On ne voit pas que, si Jacques laboure au lieu de bêcher, Jean sera réduit à bêcher au lieu de labourer.
Que, par conséquent, ce qu'on considérait comme un accroissement de prêt n'est qu'un déplacement de prêt.
En outre, on ne voit pas que ce déplacement implique deux profondes injustices.
Injustice envers Jean qui, après avoir mérité et conquis le crédit par sa probité et son activité, s'en voit dépouillé.
Injustice envers les contribuables, exposés à payer une dette qui ne les regarde pas.
Dira-t-on que le gouvernement offre à Jean les mêmes facilités qu'à Jacques? Mais puisqu'il n'y a qu'une charrue disponible, deux ne peuvent être prêtées. L'argument revient toujours à dire que, grâce à l'intervention de l'État, il se fera plus d'emprunts qu'il ne peut se faire de prêts, car la charrue représente ici la masse des capitaux disponibles.
J'ai réduit, il est vrai, l'opération à son expression la plus simple: mais, éprouvez à la même pierre de touche les institutions gouvernementales de crédit les plus compliquées, vous vous convaincrez qu'elles ne peuvent avoir que ce résultat: déplacer le crédit, non l'accroître. Dans un pays et dans un temps donné, il n'y a qu'une certaine somme de capitaux en disponibilité et tous se placent. En garantissant des insolvables, l'État peut bien augmenter le nombre des emprunteurs, faire hausser ainsi le taux de l'intérêt (toujours au préjudice du contribuable), mais, ce qu'il ne peut faire, c'est augmenter le nombre des prêteurs et l'importance du total des prêts.

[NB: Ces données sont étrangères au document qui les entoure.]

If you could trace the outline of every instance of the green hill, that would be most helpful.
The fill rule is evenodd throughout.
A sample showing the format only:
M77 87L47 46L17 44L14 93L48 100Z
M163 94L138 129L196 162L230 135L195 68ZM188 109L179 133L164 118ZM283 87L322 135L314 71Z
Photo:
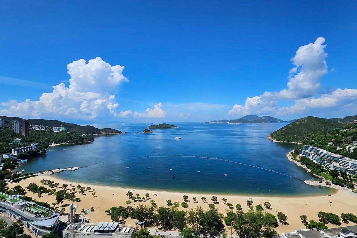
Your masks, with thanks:
M5 117L0 116L0 118L4 119L5 127L12 127L14 126L14 121L21 121L19 117ZM100 135L102 134L121 133L121 132L111 128L99 129L91 126L80 126L73 123L67 123L57 120L46 120L41 119L30 119L27 121L31 125L48 126L50 127L56 126L64 127L68 131L78 134L85 135Z
M335 128L341 128L343 125L328 119L306 117L296 120L274 132L269 138L278 141L301 142L304 137L311 134L319 133Z
M177 127L176 126L170 125L166 123L162 123L158 125L151 125L149 127L149 128L175 128Z

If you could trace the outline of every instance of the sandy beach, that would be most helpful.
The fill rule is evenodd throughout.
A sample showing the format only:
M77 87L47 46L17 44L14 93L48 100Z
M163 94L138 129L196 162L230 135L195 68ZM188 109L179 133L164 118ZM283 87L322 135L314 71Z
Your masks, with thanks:
M141 197L144 197L145 194L149 193L150 194L150 197L156 202L159 207L167 206L165 201L169 199L172 200L173 202L177 201L181 203L183 201L182 198L182 194L185 193L186 195L188 197L190 201L188 203L189 206L188 208L183 208L180 207L180 209L183 210L188 210L191 208L195 207L197 206L201 206L204 209L207 209L208 208L208 204L212 203L211 200L211 197L212 196L216 196L219 203L217 204L216 206L219 208L220 212L223 214L225 213L225 210L227 208L227 206L223 204L221 201L221 199L223 197L227 198L228 202L232 203L234 206L235 206L235 204L241 204L245 209L247 209L246 201L248 200L248 197L247 196L245 196L228 195L225 196L217 196L214 194L168 192L157 190L134 189L130 188L124 188L100 186L82 183L71 182L46 175L40 175L29 178L16 183L9 184L9 187L11 188L15 185L19 185L25 188L31 182L34 182L40 185L40 181L42 179L54 180L55 182L59 183L61 185L64 183L67 183L69 188L70 184L72 183L73 186L74 187L76 187L78 184L80 184L81 186L85 187L90 187L92 189L95 188L95 191L96 192L96 197L93 197L90 193L88 193L86 195L77 194L76 197L80 198L81 200L81 202L77 203L78 206L78 209L77 209L78 212L80 212L82 208L87 209L90 208L92 206L94 207L95 209L94 212L87 216L87 217L91 219L90 221L93 222L110 221L110 217L106 215L105 211L112 207L127 206L125 204L125 202L128 200L127 197L126 195L128 189L130 189L134 195L138 193ZM60 188L58 188L57 191ZM67 189L69 188L67 188ZM152 193L154 192L156 192L157 193L157 196L153 196ZM33 193L29 191L27 191L26 196L33 197L37 201L47 202L50 204L55 202L55 197L53 196L48 196L44 194L43 197L39 198L36 194ZM197 201L198 202L196 203L194 203L192 200L192 197L195 196L197 198ZM201 199L202 197L206 197L208 202L203 203ZM347 192L343 190L337 191L336 193L332 194L331 196L326 195L296 197L252 196L251 197L253 201L253 205L258 203L262 205L264 202L268 202L271 204L272 209L267 210L265 209L265 211L268 211L275 216L278 212L281 212L287 216L288 218L287 222L289 224L283 226L280 224L279 227L276 228L278 233L280 234L283 232L292 231L297 229L305 229L305 226L301 221L300 216L301 215L306 215L307 216L308 221L312 219L317 221L318 220L317 213L320 211L326 212L332 212L339 216L342 213L351 212L357 214L357 206L356 206L357 202L357 198L352 197ZM130 205L133 207L140 204L149 205L150 204L149 201L150 200L146 202L133 202ZM330 201L332 202L331 206L330 206ZM65 201L63 204L70 203L71 202L70 201ZM66 207L66 209L68 209L68 207ZM127 220L126 224L129 225L134 226L135 221L132 219L129 218ZM350 223L349 225L354 224L355 224L353 223ZM344 224L342 223L342 225L343 226ZM328 224L327 226L329 228L336 227L336 226L331 224ZM227 233L229 233L230 231L230 228L227 229Z

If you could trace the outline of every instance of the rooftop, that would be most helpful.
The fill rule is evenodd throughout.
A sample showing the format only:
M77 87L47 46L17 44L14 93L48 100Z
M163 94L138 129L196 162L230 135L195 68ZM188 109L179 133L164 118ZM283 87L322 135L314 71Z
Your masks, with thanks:
M118 222L101 222L98 223L72 223L64 231L66 232L85 232L86 233L120 233L131 234L134 231L134 227L119 226Z

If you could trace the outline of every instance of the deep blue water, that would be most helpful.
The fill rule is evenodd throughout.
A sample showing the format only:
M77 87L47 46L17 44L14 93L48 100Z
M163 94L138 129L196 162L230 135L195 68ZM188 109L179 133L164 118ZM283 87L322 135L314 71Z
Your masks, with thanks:
M272 171L185 157L217 158L310 179L312 177L309 173L286 157L296 145L273 142L267 138L286 123L175 125L178 127L153 129L150 133L141 133L149 125L145 123L94 125L128 133L97 136L88 144L53 147L46 155L23 164L21 169L29 172L88 166L55 176L79 182L164 191L280 196L331 192ZM136 131L139 133L134 134ZM182 139L175 140L176 136ZM152 157L140 158L149 156Z

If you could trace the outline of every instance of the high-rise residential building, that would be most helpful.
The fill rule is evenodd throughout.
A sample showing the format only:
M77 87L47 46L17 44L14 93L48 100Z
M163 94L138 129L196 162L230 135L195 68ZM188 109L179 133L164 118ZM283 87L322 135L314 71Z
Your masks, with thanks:
M29 136L30 135L30 132L29 130L29 127L30 125L29 124L29 122L26 120L22 119L22 123L21 124L22 136Z
M14 121L14 131L15 133L21 133L21 123L18 121Z

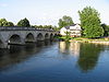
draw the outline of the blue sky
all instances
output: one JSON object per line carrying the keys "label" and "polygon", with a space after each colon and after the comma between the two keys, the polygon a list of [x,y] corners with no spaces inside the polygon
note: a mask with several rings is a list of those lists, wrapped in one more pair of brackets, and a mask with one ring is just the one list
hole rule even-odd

Qu'on ne m'impute point, cependant, une conclusion dont Dieu me préserve. Je dis que la Loi ne doit point favoriser artificiellement les emprunts; mais je ne dis pas qu'elle doit artificiellement les entraver. S'il se trouve, dans notre régime hypothécaire ou ailleurs, des obstacles à la diffusion et à l'application du crédit, qu'on les fasse disparaître; rien de mieux, rien de plus juste. Mais c'est là, avec la liberté, tout ce que doivent demander à la Loi des Réformateurs dignes de ce nom[57].